‘Clean air,’ ‘cured’ tracks and other topics

Questions, questions, questions.

How does the air know who’s leading a NASCAR race?

Every week, especially in recent Grand National series races, it seems “clean air” makes the leader invincible. A car gets out front and it’s gone, pulling away even from a previous leader’s car that looked dominant when it was out front.

I understand undisturbed air pushing down on a car running by itself helps plant the nose and front tires to the track. But once the leader’s car opens up a gap of 30 car lengths, how come that same advantage doesn’t transfer to the car running behind it? That car now has clean air on its nose, too, doesn’t it?

It was always said that Dale Earnhardt could “see” the air. Is it possible the air has figured out how to look back? Whatever’s going on, it seems obvious that with 43 cars on the track, 42 of them aren’t going to be getting the seemingly crucial clean air.

Why, then, would teams design and build their cars with so much dependence on aerodynamics? Why not build in other things to balance the car’s handling in dirty air, the conditions that most cars will be racing in most of the day during a long race?

Could that be part of the reason Matt Kenseth is threatening to make this year’s championship race a runaway? Are he, crew chief Robbie Reiser and their team smart enough to know they need to have the No. 17 Ford ready to race in traffic more than to race up front?

Kenseth himself makes fun of his lack of qualifying prowess, but he almost always finds his way toward the front no matter where he starts. He rarely leads laps in big chunks. Could that be because his car isn’t designed to take maximum advantage of the clean air once it’s in it?

OK, on to another question.

For three years, Winston Cup cars have been going to Chicagoland Speedway. Later this year, they’ll go to Kansas Speedway for a third time. In both cases, we keep hearing it takes time for a track’s pavement to “cure” and for a second racing groove to come in.

All right, then how do you explain what happened in Sunday’s New England 300? New Hampshire International Speedway was repaved — again — in April. That was three months ago.

Yet this surface seemed to have “cured” just fine and permitted some of the best racing ever seen, at least in Winston Cup competition, in this track’s history.

Is that because asphalt mixed with oil imported from Trinidad was used in the latest of the several paving jobs tried at New Hampshire?

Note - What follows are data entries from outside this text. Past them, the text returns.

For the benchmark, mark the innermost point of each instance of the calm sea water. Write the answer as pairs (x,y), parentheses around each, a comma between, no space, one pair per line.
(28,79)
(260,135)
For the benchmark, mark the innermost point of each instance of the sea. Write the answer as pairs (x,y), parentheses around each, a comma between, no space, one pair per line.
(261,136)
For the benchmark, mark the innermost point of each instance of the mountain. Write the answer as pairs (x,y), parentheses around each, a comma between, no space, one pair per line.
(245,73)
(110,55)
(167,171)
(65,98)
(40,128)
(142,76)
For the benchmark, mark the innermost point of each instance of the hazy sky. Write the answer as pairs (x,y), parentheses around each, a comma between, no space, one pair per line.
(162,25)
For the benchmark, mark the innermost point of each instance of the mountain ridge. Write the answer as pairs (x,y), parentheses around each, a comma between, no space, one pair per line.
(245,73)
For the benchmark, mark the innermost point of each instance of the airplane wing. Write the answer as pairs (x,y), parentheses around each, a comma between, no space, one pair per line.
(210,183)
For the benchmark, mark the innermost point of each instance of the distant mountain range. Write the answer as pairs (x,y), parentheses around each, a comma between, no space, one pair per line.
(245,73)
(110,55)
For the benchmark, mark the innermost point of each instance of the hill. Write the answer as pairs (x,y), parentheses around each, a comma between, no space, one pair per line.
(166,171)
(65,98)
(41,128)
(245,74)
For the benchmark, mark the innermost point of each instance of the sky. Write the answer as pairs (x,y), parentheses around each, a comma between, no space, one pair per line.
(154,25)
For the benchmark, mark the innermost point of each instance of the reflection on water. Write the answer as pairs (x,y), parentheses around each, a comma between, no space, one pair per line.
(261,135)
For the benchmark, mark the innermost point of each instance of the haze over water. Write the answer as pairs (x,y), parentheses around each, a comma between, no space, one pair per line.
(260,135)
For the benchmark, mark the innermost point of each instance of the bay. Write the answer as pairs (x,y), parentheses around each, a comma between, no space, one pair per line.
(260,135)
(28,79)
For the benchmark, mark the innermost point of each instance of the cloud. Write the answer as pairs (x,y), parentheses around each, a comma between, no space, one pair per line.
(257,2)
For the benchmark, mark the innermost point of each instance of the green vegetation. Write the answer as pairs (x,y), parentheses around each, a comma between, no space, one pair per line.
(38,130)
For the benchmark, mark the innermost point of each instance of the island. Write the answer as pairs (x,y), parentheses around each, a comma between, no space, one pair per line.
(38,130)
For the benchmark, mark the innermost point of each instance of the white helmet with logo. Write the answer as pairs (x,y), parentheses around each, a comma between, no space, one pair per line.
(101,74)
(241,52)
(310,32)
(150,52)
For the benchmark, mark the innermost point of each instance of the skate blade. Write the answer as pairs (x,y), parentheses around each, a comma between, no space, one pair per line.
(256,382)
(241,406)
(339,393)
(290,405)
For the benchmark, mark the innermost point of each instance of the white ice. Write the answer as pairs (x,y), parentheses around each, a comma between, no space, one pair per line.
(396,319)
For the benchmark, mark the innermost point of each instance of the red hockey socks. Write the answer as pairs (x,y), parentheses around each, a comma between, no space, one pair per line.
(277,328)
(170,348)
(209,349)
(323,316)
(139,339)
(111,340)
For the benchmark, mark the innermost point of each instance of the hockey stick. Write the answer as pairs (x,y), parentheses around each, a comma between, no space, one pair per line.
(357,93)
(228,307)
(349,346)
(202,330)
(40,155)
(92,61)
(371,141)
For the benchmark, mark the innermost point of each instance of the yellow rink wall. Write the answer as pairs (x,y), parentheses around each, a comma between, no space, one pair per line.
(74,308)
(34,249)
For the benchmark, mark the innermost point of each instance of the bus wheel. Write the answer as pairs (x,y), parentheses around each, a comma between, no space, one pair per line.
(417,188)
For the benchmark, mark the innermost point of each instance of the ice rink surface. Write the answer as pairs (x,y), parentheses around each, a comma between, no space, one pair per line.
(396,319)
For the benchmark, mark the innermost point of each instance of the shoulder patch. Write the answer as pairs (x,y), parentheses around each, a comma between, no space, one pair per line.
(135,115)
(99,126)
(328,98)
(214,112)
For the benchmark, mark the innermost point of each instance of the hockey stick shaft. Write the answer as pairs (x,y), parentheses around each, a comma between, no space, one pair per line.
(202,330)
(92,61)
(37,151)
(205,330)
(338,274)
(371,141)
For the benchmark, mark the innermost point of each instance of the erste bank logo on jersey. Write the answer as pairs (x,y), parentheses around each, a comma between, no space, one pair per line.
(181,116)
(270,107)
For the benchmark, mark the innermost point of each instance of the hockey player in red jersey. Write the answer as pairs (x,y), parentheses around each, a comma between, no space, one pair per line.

If so, wouldn’t the good folks from Trinidad be willing to help “cure” some of the single-groove problems at Chicagoland and Kansas?

The baseball trading deadline also is approaching, so how about a racing trade?

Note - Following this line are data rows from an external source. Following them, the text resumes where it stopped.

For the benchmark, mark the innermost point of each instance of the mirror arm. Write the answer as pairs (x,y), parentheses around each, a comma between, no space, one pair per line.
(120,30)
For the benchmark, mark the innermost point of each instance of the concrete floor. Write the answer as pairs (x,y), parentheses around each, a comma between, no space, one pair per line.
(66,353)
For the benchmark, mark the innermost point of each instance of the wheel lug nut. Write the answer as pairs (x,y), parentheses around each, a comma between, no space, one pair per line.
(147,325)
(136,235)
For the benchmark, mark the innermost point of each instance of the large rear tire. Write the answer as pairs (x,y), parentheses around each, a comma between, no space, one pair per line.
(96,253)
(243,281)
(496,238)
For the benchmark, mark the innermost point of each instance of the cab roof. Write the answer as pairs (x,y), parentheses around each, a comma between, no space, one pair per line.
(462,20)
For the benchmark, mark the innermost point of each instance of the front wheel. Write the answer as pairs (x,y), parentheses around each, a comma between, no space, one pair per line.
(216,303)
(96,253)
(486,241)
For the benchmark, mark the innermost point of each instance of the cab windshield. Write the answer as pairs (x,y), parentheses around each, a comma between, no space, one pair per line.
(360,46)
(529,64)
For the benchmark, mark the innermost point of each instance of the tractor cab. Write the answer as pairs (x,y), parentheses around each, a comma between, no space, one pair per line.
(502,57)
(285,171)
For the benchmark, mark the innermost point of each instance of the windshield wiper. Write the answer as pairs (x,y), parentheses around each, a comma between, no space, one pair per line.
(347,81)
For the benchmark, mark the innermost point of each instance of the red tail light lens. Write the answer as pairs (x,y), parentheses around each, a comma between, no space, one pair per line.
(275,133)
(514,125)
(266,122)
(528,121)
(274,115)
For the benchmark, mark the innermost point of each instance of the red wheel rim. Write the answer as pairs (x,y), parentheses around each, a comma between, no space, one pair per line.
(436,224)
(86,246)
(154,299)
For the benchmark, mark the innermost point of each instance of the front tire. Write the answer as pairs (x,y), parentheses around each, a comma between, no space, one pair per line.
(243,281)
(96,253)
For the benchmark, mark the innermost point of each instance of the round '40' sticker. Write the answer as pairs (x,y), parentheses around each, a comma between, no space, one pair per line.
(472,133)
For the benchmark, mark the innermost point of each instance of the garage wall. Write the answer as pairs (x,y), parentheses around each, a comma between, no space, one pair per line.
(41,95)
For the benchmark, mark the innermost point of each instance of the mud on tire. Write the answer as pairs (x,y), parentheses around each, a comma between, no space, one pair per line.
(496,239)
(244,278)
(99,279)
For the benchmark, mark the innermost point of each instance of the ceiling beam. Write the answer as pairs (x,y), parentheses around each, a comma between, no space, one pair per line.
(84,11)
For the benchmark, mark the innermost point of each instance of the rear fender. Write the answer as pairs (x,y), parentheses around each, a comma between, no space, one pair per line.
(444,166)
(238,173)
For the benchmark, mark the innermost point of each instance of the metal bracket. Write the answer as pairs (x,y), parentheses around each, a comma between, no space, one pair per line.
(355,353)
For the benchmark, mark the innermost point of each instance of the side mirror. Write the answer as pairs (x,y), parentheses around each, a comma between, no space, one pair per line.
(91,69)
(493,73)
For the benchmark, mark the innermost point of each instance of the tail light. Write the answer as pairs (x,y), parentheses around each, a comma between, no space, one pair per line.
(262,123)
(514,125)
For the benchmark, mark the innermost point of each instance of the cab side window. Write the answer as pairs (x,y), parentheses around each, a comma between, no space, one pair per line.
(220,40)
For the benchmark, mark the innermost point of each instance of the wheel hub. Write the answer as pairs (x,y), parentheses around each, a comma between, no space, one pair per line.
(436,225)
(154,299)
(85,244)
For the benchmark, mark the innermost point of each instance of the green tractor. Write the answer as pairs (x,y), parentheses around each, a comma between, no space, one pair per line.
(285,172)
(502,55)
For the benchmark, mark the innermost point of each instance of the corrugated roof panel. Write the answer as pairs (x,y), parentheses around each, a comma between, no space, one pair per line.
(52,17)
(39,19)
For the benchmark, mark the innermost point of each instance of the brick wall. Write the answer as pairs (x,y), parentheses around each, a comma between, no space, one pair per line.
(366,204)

It’s becoming pretty obvious that Winston Cup’s all-star race, previously known at The Winston, will not be run at Lowe’s Motor Speedway in perpetuity.

So what if Speedway Motorsports Inc. trades the all-star race to International Speedway Corp.? In return, SMI gets a second Cup race for Texas Motor Speedway and agrees to convince stockholder Francis Ferko to drop his lawsuit against NASCAR.